2. The undertakings referred to in subparagraphs (a) and (b) of paragraph 1 of this Article shall be deemed to be an integral part of the ratification and shall have the force of ratification.
3. Any Member may by a subsequent declaration cancel in whole or in part any reservations made in its original declaration in virtue of subparagraphs (b), (c) or (d) of paragraph 1 of this Article.
The formal ratifications of this Convention shall be communicated to the Director-General of the International Labour Office for registration.
1. This Convention shall be binding only upon those Members of the International Labour Organisation whose ratifications have been registered with the Director-General.
2. It shall come into force twelve months after the date on which the ratifications of two Members have been registered with the Director-General.
3. Thereafter, this Convention shall come into force for any Member twelve months after the date on which its ratifications has been registered.
As soon as the ratifications of two Members of the International Labour Organisation have been registered, the Director-General of the International Labour Office shall so notify all the Members of the International Labour Organisation.

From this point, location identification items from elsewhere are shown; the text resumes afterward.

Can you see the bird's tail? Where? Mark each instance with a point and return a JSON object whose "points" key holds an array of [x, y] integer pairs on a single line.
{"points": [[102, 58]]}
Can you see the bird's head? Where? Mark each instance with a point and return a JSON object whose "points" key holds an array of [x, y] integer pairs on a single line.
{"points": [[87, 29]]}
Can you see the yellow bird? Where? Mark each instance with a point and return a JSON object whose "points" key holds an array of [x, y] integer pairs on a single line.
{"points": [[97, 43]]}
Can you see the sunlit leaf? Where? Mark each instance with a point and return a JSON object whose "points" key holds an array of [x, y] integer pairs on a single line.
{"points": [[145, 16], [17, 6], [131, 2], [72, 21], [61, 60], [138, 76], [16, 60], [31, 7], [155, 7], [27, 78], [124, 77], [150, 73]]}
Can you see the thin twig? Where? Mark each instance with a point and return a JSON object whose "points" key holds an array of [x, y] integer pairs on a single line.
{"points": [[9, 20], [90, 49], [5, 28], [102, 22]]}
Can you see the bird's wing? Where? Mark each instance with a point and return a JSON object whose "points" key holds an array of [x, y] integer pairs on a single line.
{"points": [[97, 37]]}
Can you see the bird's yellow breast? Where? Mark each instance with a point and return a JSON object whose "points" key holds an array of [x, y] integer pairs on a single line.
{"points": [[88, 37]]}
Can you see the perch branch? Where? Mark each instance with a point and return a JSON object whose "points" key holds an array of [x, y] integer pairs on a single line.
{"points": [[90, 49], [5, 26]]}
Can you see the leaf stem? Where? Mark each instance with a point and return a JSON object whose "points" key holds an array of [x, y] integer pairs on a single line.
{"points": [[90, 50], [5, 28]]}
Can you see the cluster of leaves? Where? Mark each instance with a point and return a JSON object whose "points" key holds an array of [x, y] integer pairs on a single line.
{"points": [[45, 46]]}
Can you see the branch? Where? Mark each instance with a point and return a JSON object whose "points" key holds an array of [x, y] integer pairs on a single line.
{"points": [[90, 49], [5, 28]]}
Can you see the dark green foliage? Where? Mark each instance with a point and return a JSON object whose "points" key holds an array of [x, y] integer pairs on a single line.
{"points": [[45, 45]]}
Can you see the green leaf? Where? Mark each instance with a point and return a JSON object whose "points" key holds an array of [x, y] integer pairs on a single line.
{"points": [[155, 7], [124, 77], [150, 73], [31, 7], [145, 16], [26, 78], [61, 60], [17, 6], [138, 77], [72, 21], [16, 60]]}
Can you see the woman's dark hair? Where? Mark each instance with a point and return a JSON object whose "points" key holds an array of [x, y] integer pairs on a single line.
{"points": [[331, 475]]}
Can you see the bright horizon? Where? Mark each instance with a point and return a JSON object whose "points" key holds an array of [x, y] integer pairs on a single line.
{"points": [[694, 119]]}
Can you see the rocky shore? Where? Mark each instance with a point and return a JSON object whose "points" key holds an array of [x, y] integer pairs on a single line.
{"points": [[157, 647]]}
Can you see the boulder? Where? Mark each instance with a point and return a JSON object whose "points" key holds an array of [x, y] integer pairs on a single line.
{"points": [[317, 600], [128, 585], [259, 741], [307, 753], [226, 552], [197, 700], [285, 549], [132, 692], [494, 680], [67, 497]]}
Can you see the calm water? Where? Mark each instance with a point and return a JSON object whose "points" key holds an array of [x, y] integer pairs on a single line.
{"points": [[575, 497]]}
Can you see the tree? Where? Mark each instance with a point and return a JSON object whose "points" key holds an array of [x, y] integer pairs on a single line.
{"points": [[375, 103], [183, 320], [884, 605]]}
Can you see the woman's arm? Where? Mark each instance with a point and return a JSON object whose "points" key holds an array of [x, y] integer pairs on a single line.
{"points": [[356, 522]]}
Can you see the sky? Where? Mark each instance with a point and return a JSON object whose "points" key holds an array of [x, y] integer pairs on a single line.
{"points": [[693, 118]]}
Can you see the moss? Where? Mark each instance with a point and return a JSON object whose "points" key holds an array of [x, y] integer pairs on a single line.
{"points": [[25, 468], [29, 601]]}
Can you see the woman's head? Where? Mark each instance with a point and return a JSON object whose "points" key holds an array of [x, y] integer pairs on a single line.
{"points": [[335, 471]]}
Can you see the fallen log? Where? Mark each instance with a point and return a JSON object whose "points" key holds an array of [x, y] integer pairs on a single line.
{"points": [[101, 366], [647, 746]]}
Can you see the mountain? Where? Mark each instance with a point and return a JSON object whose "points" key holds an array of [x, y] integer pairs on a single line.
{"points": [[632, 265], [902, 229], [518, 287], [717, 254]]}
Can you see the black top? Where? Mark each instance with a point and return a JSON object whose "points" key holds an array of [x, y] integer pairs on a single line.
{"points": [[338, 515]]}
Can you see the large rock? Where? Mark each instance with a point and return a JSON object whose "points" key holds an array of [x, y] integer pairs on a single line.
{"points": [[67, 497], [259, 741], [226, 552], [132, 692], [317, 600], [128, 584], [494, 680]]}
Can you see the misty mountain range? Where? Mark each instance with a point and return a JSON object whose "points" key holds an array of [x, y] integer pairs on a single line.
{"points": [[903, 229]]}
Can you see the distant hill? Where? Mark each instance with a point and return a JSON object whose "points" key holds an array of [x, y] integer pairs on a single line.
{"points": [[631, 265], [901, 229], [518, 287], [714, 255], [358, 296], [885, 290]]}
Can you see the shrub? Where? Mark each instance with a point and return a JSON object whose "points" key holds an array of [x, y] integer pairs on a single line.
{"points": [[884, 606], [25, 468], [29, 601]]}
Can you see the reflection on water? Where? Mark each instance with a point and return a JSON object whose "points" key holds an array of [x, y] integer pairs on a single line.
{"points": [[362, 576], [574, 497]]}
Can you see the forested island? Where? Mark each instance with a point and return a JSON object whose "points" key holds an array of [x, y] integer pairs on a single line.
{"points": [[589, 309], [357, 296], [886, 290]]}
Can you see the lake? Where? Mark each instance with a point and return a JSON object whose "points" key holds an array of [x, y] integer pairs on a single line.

He shall likewise notify them of the registration of ratifications which may be communicated subsequently by other Members of the Organisation.
1. A Member which has ratified this Convention may denounce it after the expiration of ten years from the date on which the Convention first comes into force, by an act communicated to the Director-General of the International Labour Office for registration. Such denunciation shall not take effect until one year after the date on which it is registered.
2. Each Member which has ratified this Convention and which does not, within the year following the expiration of the period of ten years mentioned in the preceding paragraph, exercise the right of denunciation provided for in this Article, will be bound for another period of ten years and, thereafter, may denounce this Convention at the expiration of each period of ten years under the terms provided for in this Article.
At such times as it may consider necessary the Governing Body of the International Labour Office shall present to the General Conference a report on the working of this Convention and shall examine the desirability of placing on the agenda of the Conference the question of its revision in whole or in part.
1. Should the Conference adopt a new Convention revising this Convention in whole or in part, then, unless the new Convention otherwise provides:
(a) the ratification by a Member of the new revising Convention shall ipso jure involve the immediate denunciation of this Convention, notwithstanding the provisions of Article 17 above, if and when the new revising Convention shall have come into force;
(b) as from the date when the new revising Convention comes into force this Convention shall cease to be open to ratification by the Members.
2. This Convention shall in any case remain in force in its actual form and content for those Members which have ratified it but have not ratified the revising Convention.
The French and English texts of this Convention shall both be authentic.